The World Health Organization defines pharmacovigilance (PV) as "the science and activities relating to the detection, assessment, understanding, and prevention of adverse events or any drug-related problem." Government agencies, clinical institutions, the pharmaceutical industry, and other entities manage strict pharmacovigilance programs as vital safeguards for supporting the early detection of safety signals. Current PV practices rely primarily on expert judgment and global introspection implemented in concrete business practices specific to an organization. Computational methods and decision-support systems can help standardize these business practices by specifying the evaluation steps human reviewers follow to discover unknown adverse reactions that remained unrecognized or were not fully understood in a medical product's pre-market period. Reviewers are frequently assisted by tools and methods that automate manual steps and allow more time for the constructive review. This special topic issue is intended to describe computational and systematic approaches to make this process more precise.

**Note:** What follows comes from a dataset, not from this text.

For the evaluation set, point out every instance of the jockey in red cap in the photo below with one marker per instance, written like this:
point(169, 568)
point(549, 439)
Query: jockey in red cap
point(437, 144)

A complete decision-support system must address multiple data, user-related, and other challenges. To this date, multiple efforts have delivered solutions addressing more narrowly defined tasks rather than entire workflows. For example, a few methods have been proposed to encode drugs and adverse events, prioritize case reports for clinical and regulatory review, and detect duplicates in spontaneous reporting systems. These significant challenges and tasks in pharmacovigilance are part of more extensive multi-step processes that remain untapped from a (semi-)automated decision-support perspective. To collect the requirements and design a complete decision-support system incorporating Artificial Intelligence (AI) and other sophisticated algorithms, preliminary analyses by knowledgeable interdisciplinary teams are often necessary. As with any software development, end-users active participation in the development and evaluation phases is paramount. In most cases, this is the recipe for success as long as the right expectations are set from the beginning and the proposed solutions do not bring dramatic changes to existing workflows without proven benefit. Including a "human-in-the-loop" further ensures that a system's limitations, such as its ability to classify cases for a given task or minimize duplicates accurately, are carefully examined, and a quality assurance process to control them is in place. Ultimately, as no automated solution can be perfect, specific correction strategies and considerations are required if a new workflow incorporating a decision-support system mandates separate roles for humans and machines. Assessments of algorithm performance (e.g., validity, generalizability, absence of bias, and robustness in real-world settings with changing inputs), documentation, transparency, explainability, quality control with real-world data collection and monitoring, and algorithm change control are generally considered necessary for AI systems. These approaches are also needed when considering the maturity of decision-support systems.
We invite papers on the above topics and particularly encourage submissions that describe validated methods and active systems that have already demonstrated value and made significant contributions to pharmacovigilance by improving efficiency in established business practices, minimizing manual effort, maximizing discovery of safety issues, and standardizing existing processes transparently. Research and applications, brief communications, and review articles are the main types of submissions for this Research Topic. We also welcome case studies of system implementation and perspectives that may significantly contribute to the domain.